We found a cause. We did not find a lever. A “lever” is a confirmed cause that possesses “Oomph”, meaning it explains a substantial portion of the actual variation in the outcome. But we need to be precise. A “lever” isn’t a large coefficient in isolation. As Prof Sterck (2019) provides the background for me to argue, a true lever is a variable that drives the variation we see in the real world. It is a factor that explains a meaningful percentage of the deviations in our outcome. So a 0.056 SD effect might be a “cause”, but if it explains only 0.1% of the variation in test scores, it is certainly not a lever.

This distinction seems clear “enough” in theory, but in practice - as when we are staring at a regression table - it gets muddy. Where’s the “lever” column? Instead, we fall back on the standard metrics we were trained to trust, a lot of the times without realizing they aren’t answering the question we think they are.

What do we even mean by “important”?

In the back of our heads there’s always a voice that goes “check N, R^2, effect size, and statistical significance”. I don’t think that’s bad, but it is superficial.

When we find a “cause”, how do we decide if it matters? We play around with terms like “economically significant” but as Prof. Sterck (2019) argued, the literature is surprisingly vague on what that really means9. We usually rely on standard tools - like standardized coefficients (the 0.056 SD!) or R^2 decompositions, but Prof Sterck shows these are often “flawed and misused”10. If our tools for measuring “importance” are not ideal, it’s no wonder we are left to rely on one tool that gives us a clear binary answer and that all scientists (I am being charitable) understand: the p-value.

But this is where the “stars” can “blind” us. To see why, look at the fertility case study in Prof Sterck’s paper. He analyzes the determinants of fertility rates (specifically the number of births per woman) using a massive dataset (N > 490,000).
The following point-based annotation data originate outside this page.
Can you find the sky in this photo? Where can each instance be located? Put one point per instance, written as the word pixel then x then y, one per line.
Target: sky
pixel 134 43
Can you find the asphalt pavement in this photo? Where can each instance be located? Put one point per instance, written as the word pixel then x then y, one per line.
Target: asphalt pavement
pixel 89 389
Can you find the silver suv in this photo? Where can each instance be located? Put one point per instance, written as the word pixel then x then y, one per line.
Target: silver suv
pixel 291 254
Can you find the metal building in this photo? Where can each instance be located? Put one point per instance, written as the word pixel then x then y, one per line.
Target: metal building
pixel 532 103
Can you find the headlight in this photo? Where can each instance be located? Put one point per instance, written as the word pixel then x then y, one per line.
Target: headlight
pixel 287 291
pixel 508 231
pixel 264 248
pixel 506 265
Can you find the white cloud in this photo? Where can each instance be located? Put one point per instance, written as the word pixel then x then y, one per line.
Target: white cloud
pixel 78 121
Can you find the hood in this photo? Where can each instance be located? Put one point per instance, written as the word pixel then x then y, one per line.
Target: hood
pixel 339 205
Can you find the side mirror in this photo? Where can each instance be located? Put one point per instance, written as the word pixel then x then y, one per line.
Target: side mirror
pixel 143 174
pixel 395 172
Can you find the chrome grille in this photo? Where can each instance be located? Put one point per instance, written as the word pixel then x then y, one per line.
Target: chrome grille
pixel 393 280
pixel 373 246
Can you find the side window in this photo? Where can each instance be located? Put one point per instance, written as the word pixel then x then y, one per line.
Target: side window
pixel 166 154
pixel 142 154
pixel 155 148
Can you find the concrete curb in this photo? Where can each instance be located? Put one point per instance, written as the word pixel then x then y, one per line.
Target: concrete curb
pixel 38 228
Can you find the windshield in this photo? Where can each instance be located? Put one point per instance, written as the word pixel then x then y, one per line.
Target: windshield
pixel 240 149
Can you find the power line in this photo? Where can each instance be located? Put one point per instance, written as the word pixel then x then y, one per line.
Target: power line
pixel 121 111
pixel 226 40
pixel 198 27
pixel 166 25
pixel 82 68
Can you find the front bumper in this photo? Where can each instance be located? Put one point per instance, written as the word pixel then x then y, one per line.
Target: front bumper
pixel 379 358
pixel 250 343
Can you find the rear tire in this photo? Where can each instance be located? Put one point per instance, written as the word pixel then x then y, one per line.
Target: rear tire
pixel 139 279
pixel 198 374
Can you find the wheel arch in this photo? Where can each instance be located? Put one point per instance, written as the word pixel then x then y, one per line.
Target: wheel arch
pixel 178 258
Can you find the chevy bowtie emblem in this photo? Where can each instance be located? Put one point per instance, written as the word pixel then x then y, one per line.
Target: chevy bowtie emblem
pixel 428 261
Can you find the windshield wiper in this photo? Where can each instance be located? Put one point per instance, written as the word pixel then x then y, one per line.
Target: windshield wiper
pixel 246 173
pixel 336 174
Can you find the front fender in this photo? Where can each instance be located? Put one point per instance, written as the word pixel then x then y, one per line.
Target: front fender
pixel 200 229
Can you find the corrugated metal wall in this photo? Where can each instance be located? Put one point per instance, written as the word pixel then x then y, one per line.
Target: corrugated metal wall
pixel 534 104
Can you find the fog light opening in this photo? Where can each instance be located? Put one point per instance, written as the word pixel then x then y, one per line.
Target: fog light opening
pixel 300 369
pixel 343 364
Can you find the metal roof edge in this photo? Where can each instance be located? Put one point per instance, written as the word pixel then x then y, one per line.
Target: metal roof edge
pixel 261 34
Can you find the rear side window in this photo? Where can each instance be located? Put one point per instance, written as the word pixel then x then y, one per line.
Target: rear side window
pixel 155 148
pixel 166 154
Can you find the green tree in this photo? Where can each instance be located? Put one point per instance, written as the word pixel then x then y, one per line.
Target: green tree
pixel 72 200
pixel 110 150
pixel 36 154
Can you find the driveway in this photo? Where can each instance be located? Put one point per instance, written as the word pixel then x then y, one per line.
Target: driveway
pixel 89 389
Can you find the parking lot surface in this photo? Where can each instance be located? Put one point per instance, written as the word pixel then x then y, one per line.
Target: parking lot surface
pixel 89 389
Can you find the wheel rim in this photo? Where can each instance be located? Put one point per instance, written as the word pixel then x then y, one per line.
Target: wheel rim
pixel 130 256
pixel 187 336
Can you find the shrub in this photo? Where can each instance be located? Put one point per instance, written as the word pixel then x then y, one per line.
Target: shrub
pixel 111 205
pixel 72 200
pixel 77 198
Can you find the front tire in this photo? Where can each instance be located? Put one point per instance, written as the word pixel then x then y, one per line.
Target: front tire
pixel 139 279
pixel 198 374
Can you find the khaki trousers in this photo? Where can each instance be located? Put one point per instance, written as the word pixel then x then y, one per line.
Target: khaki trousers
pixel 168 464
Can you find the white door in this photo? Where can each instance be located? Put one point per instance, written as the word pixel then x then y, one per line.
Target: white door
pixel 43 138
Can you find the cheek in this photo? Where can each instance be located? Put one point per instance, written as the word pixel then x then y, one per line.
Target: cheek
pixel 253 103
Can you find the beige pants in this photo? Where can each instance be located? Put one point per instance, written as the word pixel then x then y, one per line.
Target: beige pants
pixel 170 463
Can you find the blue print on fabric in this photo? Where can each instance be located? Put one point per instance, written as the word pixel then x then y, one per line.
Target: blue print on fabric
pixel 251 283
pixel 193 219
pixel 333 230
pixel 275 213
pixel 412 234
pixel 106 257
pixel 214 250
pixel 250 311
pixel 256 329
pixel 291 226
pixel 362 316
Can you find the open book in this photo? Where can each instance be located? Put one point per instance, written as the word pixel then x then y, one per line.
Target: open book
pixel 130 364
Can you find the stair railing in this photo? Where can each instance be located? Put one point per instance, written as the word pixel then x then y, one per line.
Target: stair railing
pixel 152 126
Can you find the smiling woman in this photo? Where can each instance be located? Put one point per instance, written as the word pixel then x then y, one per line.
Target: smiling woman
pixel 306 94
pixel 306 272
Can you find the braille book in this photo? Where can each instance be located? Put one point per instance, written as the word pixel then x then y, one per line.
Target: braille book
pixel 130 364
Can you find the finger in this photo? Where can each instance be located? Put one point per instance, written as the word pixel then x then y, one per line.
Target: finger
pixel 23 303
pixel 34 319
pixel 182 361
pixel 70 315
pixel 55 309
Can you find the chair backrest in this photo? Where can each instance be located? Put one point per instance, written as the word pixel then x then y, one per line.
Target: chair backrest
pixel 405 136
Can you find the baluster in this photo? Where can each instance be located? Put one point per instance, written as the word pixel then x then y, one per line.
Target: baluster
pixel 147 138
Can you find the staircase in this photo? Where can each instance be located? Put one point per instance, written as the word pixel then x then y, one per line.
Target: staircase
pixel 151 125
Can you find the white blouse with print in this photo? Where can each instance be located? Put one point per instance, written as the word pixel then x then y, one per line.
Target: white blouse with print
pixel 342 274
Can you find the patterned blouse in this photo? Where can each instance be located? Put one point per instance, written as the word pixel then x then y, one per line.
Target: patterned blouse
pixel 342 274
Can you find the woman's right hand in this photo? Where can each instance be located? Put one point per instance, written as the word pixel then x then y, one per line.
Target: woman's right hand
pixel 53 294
Because the sample is so huge, almost everything is statistically significant. If you look at the regression output, you see stars next to ln(GDP/capita), land quality, distance to water, child mortality, age, and education. If you are hunting for “causes” (stars), you get lost in the sauce. The regression output shows that all of the aforementioned variables are “significant” causes. This makes it incredibly easy to engage in HARKing (Hypothesizing After the Results are Known). A researcher looking at those stars could pick any variable (e.g., distance to water) and justify a paper on it. They are all “causes”. It’s not even “data mining” or “p-hacking” in the traditional sense because no manipulation was necessary. The significance was guaranteed by the sample size; the error is in pretending that significance equals importance.

But… if you shift your thinking to look for “levers”, i.e., by asking both “is it non-zero?” and “how much of the deviation does this actually explain?”, the picture changes from night to day. To go back to his example: ln(GPD/capita) explains only 0.19% of the deviation (a cause, but not a lever), distance to water explains 0.73%, age explains 45.6%, and woman’s education explains 10.0%. The “stars” told us all these variables were valid. But only by asking the right question - “does this variable actually drive the variation?” - do we see that GDP is a distraction in this context, while education is a massive policy lever.
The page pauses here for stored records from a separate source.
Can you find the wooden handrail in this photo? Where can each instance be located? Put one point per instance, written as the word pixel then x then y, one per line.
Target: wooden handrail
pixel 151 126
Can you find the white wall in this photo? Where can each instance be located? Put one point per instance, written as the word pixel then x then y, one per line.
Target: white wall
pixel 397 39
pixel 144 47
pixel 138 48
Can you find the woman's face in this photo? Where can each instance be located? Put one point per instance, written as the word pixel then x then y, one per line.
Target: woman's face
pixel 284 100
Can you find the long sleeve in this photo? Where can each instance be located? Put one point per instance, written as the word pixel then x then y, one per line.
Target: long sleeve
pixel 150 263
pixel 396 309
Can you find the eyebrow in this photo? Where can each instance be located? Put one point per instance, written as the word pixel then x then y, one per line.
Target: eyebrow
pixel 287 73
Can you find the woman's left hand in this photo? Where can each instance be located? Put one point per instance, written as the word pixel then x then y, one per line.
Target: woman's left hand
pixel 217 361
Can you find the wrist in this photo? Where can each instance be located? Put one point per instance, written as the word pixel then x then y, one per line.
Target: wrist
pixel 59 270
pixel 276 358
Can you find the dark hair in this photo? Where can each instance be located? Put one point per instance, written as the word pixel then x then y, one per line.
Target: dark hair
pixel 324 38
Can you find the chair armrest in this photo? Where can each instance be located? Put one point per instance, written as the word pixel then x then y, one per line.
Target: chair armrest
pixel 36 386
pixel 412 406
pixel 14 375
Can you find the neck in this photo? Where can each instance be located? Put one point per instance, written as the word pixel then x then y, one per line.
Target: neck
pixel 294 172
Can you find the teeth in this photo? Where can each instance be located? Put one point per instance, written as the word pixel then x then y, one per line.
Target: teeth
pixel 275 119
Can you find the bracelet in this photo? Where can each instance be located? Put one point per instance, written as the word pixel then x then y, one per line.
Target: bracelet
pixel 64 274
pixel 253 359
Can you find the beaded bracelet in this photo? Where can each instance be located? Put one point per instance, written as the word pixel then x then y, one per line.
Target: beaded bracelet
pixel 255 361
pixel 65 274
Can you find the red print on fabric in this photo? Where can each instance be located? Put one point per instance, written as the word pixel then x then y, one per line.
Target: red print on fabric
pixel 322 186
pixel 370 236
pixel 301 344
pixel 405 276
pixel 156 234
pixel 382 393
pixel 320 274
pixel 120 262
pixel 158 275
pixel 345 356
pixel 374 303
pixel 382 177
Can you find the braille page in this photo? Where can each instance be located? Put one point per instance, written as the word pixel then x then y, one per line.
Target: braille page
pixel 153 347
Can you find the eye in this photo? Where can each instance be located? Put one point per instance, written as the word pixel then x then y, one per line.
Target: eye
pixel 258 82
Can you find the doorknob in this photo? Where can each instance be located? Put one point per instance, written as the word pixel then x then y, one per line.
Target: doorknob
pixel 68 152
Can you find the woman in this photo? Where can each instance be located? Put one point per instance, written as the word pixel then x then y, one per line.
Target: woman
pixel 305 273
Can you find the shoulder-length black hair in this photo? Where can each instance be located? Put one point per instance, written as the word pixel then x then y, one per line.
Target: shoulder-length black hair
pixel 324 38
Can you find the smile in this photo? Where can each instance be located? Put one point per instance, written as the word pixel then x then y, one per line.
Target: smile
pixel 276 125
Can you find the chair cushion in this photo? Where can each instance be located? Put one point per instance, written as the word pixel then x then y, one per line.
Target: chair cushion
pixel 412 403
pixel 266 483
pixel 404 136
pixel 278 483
This is the trap we fall into. We use the precision of our causal tools to find the 0.19% drivers, and because they have stars next to them, we treat them as if they matter just as much as the 10% drivers.
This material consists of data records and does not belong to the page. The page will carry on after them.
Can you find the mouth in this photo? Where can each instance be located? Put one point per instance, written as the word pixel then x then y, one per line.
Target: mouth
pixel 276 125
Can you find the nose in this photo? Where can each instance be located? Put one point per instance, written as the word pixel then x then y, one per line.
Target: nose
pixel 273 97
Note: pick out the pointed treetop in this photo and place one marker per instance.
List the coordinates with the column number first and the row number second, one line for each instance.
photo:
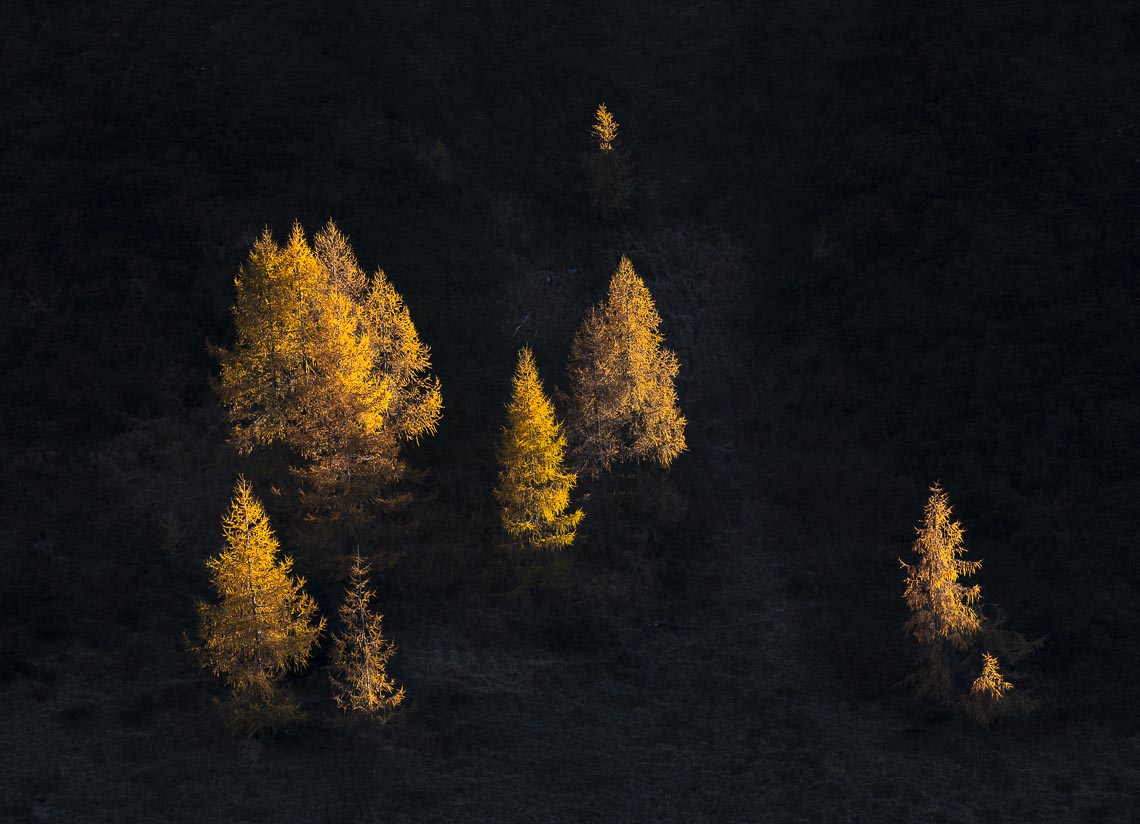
column 605, row 129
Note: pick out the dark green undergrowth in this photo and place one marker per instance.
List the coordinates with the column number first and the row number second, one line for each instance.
column 892, row 243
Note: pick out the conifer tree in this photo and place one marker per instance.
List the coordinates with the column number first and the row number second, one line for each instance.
column 623, row 398
column 610, row 176
column 327, row 362
column 532, row 487
column 954, row 634
column 416, row 402
column 262, row 625
column 360, row 654
column 944, row 619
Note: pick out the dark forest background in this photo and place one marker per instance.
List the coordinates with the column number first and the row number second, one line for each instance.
column 892, row 242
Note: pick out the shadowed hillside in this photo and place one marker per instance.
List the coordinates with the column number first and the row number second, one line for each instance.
column 890, row 243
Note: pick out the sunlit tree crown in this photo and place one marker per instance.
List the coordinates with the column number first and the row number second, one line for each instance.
column 532, row 487
column 327, row 361
column 604, row 129
column 621, row 378
column 942, row 609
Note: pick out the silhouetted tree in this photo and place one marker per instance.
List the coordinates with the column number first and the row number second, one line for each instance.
column 610, row 174
column 360, row 653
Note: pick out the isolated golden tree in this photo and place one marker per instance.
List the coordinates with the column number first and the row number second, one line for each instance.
column 360, row 654
column 534, row 489
column 623, row 397
column 327, row 362
column 262, row 625
column 610, row 173
column 953, row 633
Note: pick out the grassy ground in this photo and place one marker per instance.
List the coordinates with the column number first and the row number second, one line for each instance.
column 892, row 243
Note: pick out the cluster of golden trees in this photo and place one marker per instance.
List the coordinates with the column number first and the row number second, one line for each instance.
column 263, row 625
column 960, row 645
column 327, row 366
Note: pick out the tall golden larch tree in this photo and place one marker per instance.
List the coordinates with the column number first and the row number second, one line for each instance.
column 954, row 635
column 326, row 361
column 944, row 617
column 534, row 489
column 624, row 400
column 360, row 654
column 416, row 402
column 262, row 623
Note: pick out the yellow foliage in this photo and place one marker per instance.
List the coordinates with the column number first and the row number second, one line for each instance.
column 610, row 176
column 262, row 623
column 328, row 362
column 605, row 129
column 621, row 380
column 359, row 676
column 944, row 618
column 990, row 696
column 532, row 487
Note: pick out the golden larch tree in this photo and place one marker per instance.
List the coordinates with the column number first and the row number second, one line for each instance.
column 955, row 635
column 944, row 617
column 534, row 489
column 262, row 623
column 360, row 654
column 610, row 174
column 604, row 129
column 326, row 361
column 416, row 401
column 623, row 396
What we publish vs what we cite

This brings us back to the incentives. If we know that “levers” (like education in the example above) are what actually drive outcomes, why do we spend so much time hunting for and publishing tiny “causes”?

Because that is what the market *rewards*.

Garg and Fetzer (2025) find a stark divergence between what gets published (causes) and what creates impact (levers). Top 5 journals reward “novelty”, e.g., finding a new causal link, even a tiny, obscure one… is the path to acceptance. The long-term impact (citations), tho, comes from engaging with “central, widely recognized concepts”.

We are incentivized to hunt for the 0.056 SD effect because it’s novel. But we cite the papers that discuss the big, central questions. I think both are somewhat fair ways to advance the science, and not totally exclusionary.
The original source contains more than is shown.